Two convicted drug traffickers escape gallows, imprisoned for life
SINGAPORE — Two convicted drug traffickers were spared the gallows today (April 20), four years after being sentenced to death.
Cheong Chun Yin, 31, and Pang Siew Fum, 60, both Malaysians, were sentenced to life imprisonment for trafficking 2.7kg of heroin to Singapore on June 16, 2008. They were convicted in 2010.
Cheong was also given 15 strokes of the cane — the minimum prescribed by the Misuse of Drugs Act.
High Court judge Choo Han Teck said he was satisfied that Cheong’s involvement in the act was that of a courier. Justice Choo also noted that the prosecution had tendered documents certifying Cheong had “substantively assisted” the Central Narcotics Bureau in disrupting drug trafficking activities outside Singapore.

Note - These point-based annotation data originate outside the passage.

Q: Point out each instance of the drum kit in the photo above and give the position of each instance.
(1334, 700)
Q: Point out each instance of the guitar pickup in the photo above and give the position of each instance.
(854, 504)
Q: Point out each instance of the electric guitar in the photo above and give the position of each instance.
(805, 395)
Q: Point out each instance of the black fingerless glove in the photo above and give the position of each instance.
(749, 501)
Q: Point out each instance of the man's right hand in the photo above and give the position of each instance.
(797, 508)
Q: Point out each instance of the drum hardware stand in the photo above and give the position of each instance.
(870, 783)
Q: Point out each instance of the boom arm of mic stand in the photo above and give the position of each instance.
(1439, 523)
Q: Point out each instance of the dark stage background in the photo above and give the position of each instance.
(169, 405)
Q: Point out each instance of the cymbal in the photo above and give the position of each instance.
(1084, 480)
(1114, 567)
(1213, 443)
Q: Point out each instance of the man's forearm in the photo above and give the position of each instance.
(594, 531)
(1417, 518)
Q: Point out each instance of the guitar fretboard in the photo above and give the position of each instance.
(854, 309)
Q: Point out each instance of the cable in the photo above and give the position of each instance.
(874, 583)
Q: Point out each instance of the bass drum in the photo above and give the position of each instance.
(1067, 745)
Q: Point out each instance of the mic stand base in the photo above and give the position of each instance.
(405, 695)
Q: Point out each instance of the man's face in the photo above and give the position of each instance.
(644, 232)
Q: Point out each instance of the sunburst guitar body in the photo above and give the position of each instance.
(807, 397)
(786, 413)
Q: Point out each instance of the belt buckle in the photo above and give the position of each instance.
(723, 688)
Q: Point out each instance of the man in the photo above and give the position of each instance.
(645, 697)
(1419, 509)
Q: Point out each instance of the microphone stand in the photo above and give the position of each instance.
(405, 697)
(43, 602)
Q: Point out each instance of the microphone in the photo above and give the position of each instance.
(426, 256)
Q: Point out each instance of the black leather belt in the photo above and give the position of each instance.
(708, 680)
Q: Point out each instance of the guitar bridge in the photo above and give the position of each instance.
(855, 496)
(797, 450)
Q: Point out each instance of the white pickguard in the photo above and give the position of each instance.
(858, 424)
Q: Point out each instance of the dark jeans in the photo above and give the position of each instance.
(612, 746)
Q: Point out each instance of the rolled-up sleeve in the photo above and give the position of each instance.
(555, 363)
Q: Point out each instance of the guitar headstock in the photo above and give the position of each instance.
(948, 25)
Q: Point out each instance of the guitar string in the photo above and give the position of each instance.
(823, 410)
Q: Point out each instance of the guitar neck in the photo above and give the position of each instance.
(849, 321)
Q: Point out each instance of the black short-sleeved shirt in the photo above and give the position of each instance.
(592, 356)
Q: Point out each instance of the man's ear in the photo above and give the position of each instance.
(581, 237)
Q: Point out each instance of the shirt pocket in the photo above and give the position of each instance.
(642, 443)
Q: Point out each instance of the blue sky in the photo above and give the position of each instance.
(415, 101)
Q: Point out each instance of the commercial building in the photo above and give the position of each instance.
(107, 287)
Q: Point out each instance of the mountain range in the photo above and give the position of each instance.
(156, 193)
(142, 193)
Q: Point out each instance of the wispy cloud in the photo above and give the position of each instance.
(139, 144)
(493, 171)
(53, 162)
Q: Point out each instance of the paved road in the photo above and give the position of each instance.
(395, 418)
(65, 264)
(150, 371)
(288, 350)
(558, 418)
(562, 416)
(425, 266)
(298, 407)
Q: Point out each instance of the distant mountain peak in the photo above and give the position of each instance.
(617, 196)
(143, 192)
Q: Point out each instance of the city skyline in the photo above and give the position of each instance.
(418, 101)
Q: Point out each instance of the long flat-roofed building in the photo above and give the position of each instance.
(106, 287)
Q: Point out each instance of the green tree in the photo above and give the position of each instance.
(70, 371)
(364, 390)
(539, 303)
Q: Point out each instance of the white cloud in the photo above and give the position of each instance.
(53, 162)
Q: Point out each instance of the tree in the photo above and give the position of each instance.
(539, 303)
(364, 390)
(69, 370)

The Misuse of Drugs Act was amended together with the Penal Code in 2012 to remove the mandatory death penalty for certain types of homicide and drug trafficking offences, in a move to “temper justice with mercy”.
Apart from meeting the condition of having only played the role of a courier, a drug trafficker must either have cooperated with the Central Narcotics Bureau in a substantive way or have a mental disability that substantially impairs his appreciation of the gravity of the act.
Speaking to reporters after the hearing, Cheong’s 59-year-old father Mr Cheong Kah Pin said he is relieved that Cheong was spared and is “at peace”.
“But I hope the Singapore government can give him a chance and let him come back earlier,” he repeatedly said in Mandarin.
The elder Mr Cheong said he had sold his house and other assets to pay for Cheong’s legal fees. Since Cheong’s remand in June 2008, Mr Cheong had made weekly trips to from Johor Bahru to Changi prison to visit his son.
In Pang’s case, Justice Choo was persuaded that she was suffering from mental abnormalities during the time of the offence. Her lawyers Mr Irving Choh and Ms Lim Bee Li had submitted a medical opinion that Pang was suffering from a major depressive disorder around the time of the offence, which had “substantially impaired her mental responsibility” for her act.